De handelaar heeft echter geweigerd de koop ongedaan te maken, wat heeft geleid tot een rechtszaak. De kantonrechter heeft vastgesteld dat de consument handelde in de hoedanigheid van consument en niet in de uitoefening van een beroep of bedrijf. Dit was van belang voor de toepassing van de consumentenbeschermingsregels. De rechter oordeelde dat de consument zijn ontbindingsrecht binnen de bedenktijd had ingeroepen en dat de koopovereenkomst rechtsgeldig was ontbonden. De handelaar werd veroordeeld tot terugbetaling van het betaalde bedrag, vermeerderd met wettelijke rente, en werd ook veroordeeld in de proceskosten.

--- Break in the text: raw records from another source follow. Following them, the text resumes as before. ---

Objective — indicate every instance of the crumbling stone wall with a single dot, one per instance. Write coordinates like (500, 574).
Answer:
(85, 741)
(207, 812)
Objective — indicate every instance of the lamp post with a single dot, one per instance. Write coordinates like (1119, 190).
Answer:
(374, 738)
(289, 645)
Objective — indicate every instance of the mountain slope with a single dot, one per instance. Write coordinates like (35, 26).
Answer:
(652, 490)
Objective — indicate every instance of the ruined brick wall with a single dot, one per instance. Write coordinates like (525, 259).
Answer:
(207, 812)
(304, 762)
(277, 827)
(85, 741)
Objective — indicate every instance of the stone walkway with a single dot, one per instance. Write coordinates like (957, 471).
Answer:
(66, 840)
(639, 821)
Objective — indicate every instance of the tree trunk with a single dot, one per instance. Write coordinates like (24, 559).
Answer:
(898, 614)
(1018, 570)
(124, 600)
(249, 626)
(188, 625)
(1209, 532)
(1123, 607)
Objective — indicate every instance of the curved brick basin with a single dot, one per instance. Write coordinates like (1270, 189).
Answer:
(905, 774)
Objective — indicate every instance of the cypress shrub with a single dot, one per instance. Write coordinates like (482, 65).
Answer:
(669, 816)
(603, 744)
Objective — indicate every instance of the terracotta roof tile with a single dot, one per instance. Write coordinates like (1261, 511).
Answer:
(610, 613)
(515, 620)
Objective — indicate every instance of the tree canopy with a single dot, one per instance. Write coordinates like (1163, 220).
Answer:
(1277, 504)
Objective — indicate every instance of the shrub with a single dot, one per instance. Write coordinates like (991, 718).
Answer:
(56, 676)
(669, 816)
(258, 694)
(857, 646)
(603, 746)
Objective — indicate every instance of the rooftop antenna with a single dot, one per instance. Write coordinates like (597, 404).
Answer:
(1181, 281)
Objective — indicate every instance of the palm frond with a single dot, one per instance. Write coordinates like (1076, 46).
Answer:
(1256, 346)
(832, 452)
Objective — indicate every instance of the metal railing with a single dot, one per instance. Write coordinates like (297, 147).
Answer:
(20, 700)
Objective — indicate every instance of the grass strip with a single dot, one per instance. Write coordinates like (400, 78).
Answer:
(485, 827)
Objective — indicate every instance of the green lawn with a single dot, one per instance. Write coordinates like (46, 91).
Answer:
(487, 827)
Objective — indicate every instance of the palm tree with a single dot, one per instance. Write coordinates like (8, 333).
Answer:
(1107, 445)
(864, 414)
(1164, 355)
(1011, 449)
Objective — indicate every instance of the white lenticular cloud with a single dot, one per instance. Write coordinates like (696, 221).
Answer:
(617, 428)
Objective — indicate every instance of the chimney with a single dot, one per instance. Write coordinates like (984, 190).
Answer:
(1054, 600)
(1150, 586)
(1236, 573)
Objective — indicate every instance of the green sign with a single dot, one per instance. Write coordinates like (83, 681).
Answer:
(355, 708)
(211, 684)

De uitspraak benadrukt het belang van consumentenrechten bij aankopen die buiten een verkoopruimte plaatsvinden, en bevestigt dat consumenten het recht hebben om een overeenkomst te ontbinden binnen de gestelde termijn, mits zij dit op de juiste wijze doen. De rechter heeft de vordering van de consument toegewezen, met uitzondering van de gevorderde buitengerechtelijke kosten, die niet voldoende onderbouwd waren.